I nostri dimostrano dunque una certa audacia nel volere, pur mantenendo i loro "principi" fondamentali e proseguendo il discorso concluso con il bistrattato (ai tempi della sua uscita) "Pull", affrontare nuove strade che conducono a visuali di pesante hard rock "attualizzato" e addirittura a tenui scenari di natura prog, e direi proprio che l’immagine complessiva che ne scaturisce è assai "potente", varia nelle soluzioni cromatiche ed emozionalmente coinvolgente.

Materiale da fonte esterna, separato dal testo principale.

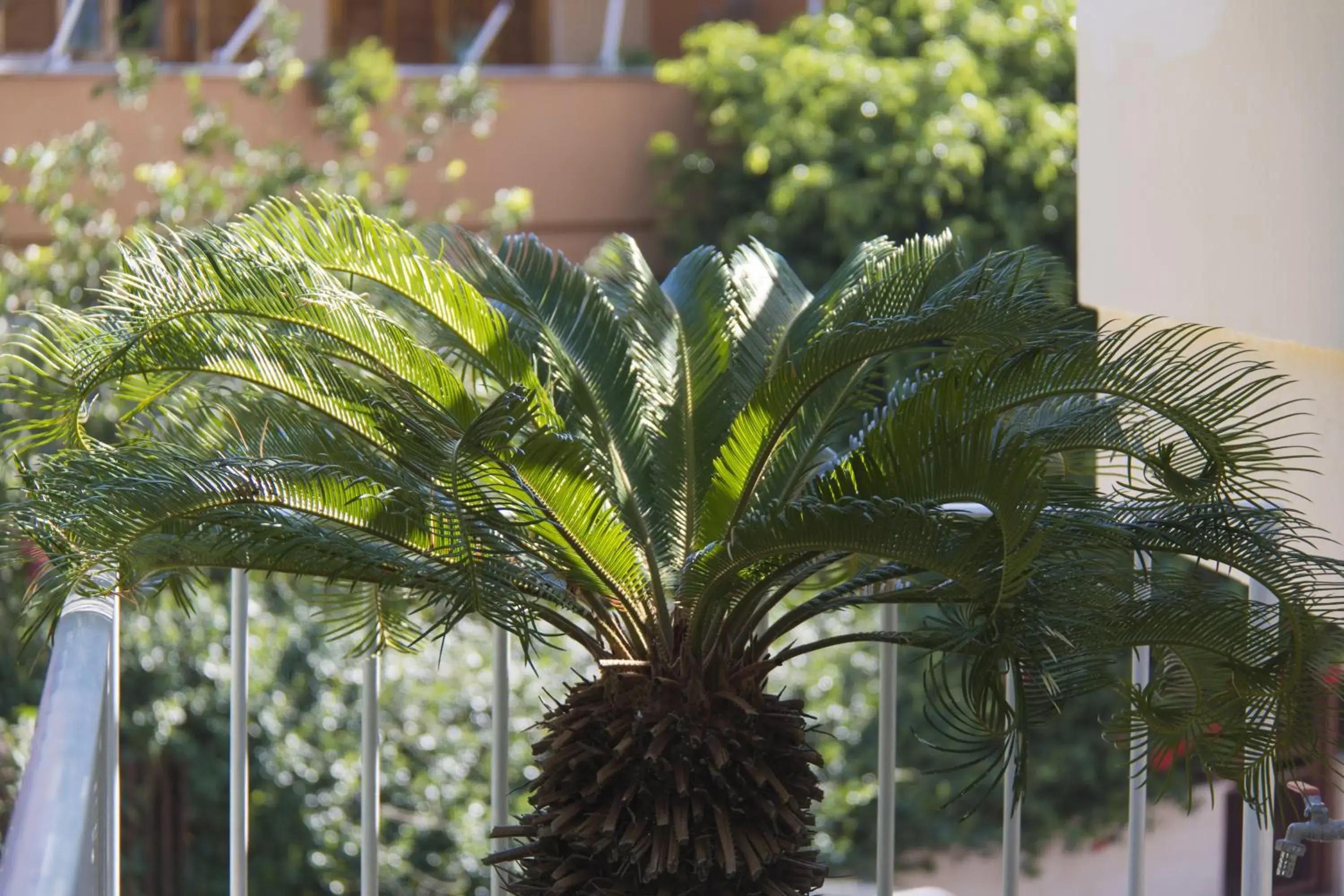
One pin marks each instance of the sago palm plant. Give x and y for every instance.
(678, 476)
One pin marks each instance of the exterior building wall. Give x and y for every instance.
(580, 144)
(577, 29)
(1185, 857)
(1211, 190)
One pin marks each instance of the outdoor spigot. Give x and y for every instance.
(1318, 827)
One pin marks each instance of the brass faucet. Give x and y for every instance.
(1316, 828)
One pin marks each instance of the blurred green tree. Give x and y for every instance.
(881, 117)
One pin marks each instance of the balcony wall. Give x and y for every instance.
(580, 144)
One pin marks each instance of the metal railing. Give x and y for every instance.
(72, 781)
(57, 58)
(64, 839)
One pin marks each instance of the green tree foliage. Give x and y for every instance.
(881, 117)
(896, 116)
(175, 687)
(679, 478)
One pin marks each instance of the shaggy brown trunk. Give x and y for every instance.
(670, 786)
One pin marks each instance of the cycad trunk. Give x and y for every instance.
(667, 786)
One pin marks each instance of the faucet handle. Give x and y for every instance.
(1304, 789)
(1312, 804)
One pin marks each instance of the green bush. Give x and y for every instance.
(175, 688)
(882, 117)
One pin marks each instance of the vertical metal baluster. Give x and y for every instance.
(1257, 841)
(609, 57)
(887, 754)
(370, 774)
(499, 749)
(1140, 664)
(238, 734)
(112, 755)
(1012, 817)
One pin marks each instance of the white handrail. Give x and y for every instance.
(887, 751)
(1012, 812)
(238, 734)
(58, 839)
(58, 56)
(486, 37)
(370, 777)
(1139, 676)
(246, 29)
(609, 58)
(1258, 828)
(499, 749)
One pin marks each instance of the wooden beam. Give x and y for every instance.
(443, 30)
(174, 49)
(541, 31)
(202, 15)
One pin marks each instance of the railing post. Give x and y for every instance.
(499, 749)
(370, 778)
(1258, 831)
(1140, 664)
(887, 754)
(609, 57)
(1012, 814)
(112, 755)
(238, 734)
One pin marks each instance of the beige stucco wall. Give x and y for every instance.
(1211, 187)
(577, 29)
(580, 144)
(1210, 178)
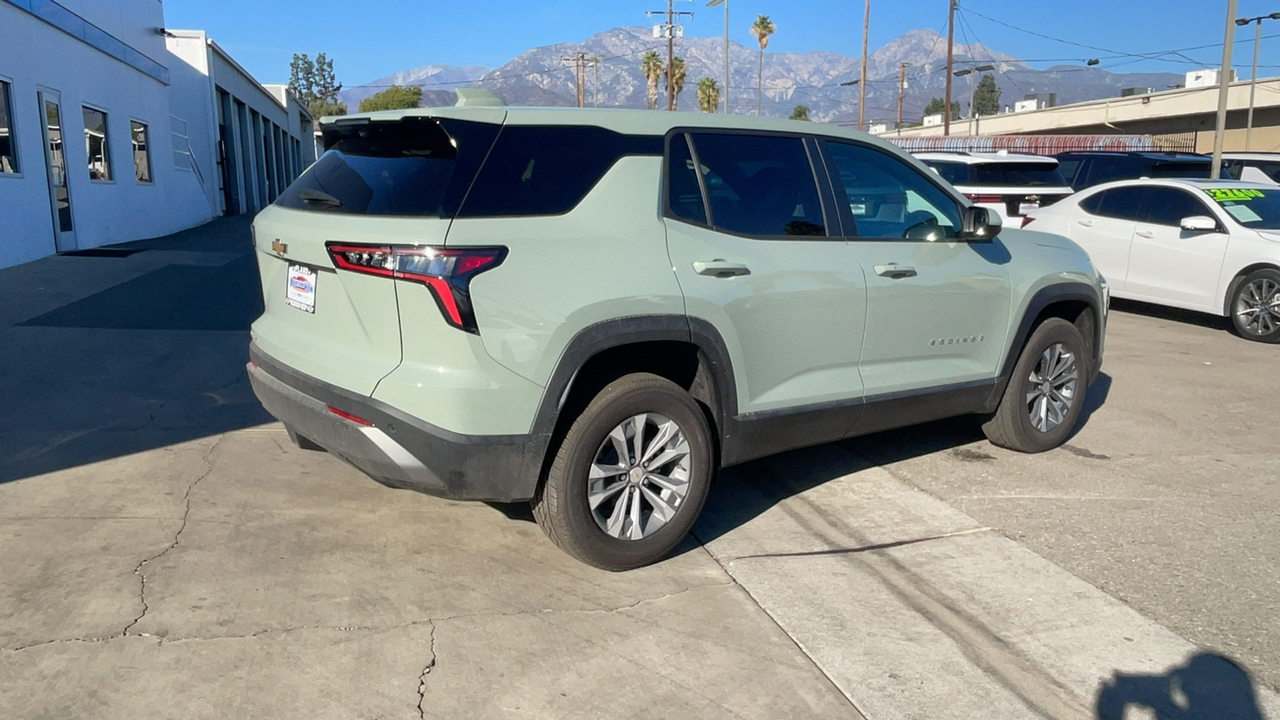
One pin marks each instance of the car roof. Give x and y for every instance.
(629, 122)
(979, 158)
(1150, 154)
(1179, 182)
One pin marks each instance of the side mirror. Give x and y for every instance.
(1200, 223)
(979, 224)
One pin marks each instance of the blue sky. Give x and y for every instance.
(370, 39)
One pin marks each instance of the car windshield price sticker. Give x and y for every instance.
(1234, 194)
(301, 292)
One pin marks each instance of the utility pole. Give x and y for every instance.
(1224, 87)
(951, 67)
(862, 89)
(670, 31)
(579, 60)
(901, 92)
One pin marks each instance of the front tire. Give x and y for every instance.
(1256, 306)
(630, 477)
(1046, 392)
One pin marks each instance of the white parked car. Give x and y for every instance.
(1200, 245)
(1009, 183)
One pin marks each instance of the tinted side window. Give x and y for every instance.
(684, 194)
(760, 185)
(1106, 169)
(548, 169)
(415, 167)
(1121, 204)
(1169, 206)
(890, 199)
(1069, 167)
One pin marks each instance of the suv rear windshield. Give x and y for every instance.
(414, 167)
(1018, 174)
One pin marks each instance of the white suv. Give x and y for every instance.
(1009, 183)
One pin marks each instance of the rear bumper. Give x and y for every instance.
(394, 449)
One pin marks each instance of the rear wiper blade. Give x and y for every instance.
(319, 196)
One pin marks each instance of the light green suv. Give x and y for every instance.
(595, 310)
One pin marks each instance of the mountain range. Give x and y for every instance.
(543, 77)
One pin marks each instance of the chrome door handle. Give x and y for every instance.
(720, 268)
(895, 270)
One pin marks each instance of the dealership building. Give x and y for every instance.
(114, 128)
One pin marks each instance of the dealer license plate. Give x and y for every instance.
(301, 292)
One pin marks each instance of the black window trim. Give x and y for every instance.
(688, 132)
(846, 215)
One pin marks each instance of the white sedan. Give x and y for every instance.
(1198, 245)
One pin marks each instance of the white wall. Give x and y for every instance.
(35, 54)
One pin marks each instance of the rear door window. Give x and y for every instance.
(1121, 204)
(548, 169)
(1170, 206)
(760, 186)
(414, 167)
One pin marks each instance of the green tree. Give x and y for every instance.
(937, 104)
(708, 95)
(986, 96)
(653, 69)
(394, 98)
(679, 73)
(762, 28)
(315, 86)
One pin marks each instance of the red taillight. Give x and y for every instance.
(986, 199)
(446, 270)
(356, 419)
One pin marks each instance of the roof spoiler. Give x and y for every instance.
(478, 98)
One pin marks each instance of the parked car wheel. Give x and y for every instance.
(630, 477)
(1046, 392)
(1256, 306)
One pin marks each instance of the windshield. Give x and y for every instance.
(1018, 174)
(1252, 208)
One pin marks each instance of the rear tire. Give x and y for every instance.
(1255, 306)
(616, 502)
(1046, 392)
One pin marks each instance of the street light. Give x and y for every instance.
(1253, 81)
(712, 4)
(973, 87)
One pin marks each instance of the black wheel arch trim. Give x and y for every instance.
(1043, 299)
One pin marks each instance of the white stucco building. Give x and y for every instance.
(106, 136)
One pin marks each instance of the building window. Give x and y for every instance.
(141, 151)
(8, 142)
(96, 145)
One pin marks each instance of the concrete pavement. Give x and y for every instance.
(167, 554)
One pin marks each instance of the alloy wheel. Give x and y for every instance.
(1257, 308)
(639, 478)
(1052, 387)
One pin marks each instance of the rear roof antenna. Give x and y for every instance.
(478, 98)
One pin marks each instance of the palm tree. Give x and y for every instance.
(762, 30)
(677, 80)
(653, 68)
(708, 95)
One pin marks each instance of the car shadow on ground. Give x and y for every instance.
(1175, 314)
(1207, 687)
(155, 359)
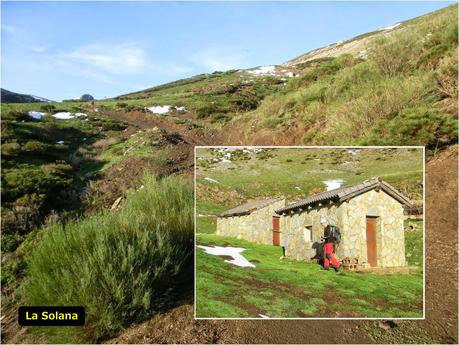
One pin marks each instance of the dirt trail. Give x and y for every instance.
(440, 325)
(192, 136)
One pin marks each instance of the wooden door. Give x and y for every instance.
(276, 231)
(371, 241)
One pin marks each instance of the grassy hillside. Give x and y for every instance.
(288, 288)
(128, 264)
(403, 90)
(225, 178)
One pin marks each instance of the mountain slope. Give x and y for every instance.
(13, 97)
(377, 88)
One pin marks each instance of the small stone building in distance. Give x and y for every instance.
(251, 221)
(370, 215)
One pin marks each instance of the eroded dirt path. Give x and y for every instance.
(192, 136)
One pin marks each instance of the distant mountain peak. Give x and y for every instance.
(14, 97)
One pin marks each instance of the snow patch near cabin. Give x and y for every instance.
(263, 70)
(235, 253)
(65, 115)
(37, 115)
(333, 184)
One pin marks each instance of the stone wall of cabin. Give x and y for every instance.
(390, 237)
(255, 227)
(293, 225)
(350, 217)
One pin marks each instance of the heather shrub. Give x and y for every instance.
(117, 265)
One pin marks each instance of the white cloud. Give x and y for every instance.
(220, 59)
(38, 48)
(118, 59)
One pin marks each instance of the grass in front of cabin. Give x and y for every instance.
(288, 288)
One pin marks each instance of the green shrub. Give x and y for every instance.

Una "pesantezza" capace pure di splendidi alleggerimenti melodici rende "Right up ahead" uno dei migliori episodi del disco, accanto alla forza passionale di "Blue suede shoes", alla straordinaria "semplicità" ad elevato coefficiente di contagio della rock-eggiante "Four leaf clover" e all’appassionante "Can't take it back", traboccante di forza drammatica e tensione emotiva.
A livelli di consenso appena inferiori troviamo, poi, "M16", "Disappear", "Livin’ just to die" e "Short flight to Mexico", tutte in qualche modo sulle piste dell’opener ma con un briciolo di pathos in meno, "Your great escape", con un pizzico di Van Halen (Hagar era) nell’incedere e la ballata "On a day like today" (forse i due pezzi maggiormente "nostalgici" dell’intero lavoro), per finire con una sorprendente "Generica", cangiante, ipnotica ed estrosa, in cui quella perizia tecnica e quella fantasia un tempo soffocate in nome della "facilità", possono finalmente liberarsi in tutta la loro essenza.
"IV" è un disco che sa essere modernamente retrospettivo, se mi concedete questa specie d’ossimoro, per una band che probabilmente ha perso un po’ di spensieratezza e non se la sente più di cantare di frivolezze (buona parte dell’albo è liricamente ispirata al punto di vista dei soldati impegnati in guerra e lo stesso artwork a cura del famoso disegnatore di fumetti Ethan Van Sciver ha la stessa matrice concettuale) e vuole solo esprimere questo stato d’animo nella propria musica.
Sono quasi sicuro che qualcuno dei vecchi fans rimarrà un po’ deluso da questa prova, attendendosi la riproposizione di una situazione maggiormente "familiare", ma anche loro non potranno non concedere rispetto ad un gruppo che, a dispetto dei condizionamenti del mercato, tenta di evolvere e "crescere" nel suo percorso artistico e che deve soltanto essere valutato senza troppi preconcetti, in modo approfondito e concentrato, per poter essere apprezzato ancora una volta.
Insomma, godiamoci con la dovuta calma e attenzione questa quarta puntata dell’opera, auspicandone fin da oggi un seguito in tempi ragionevolmente brevi e sperando, dunque, che non si tratti del "lieto fine" di un racconto che dimostra ancora di poter essere avvincente e "monopolizzante", ratificando per i suoi autori un ruolo di primo piano nella "narrativa" rock internazionale.
Coraggioso, controverso, bellissimo.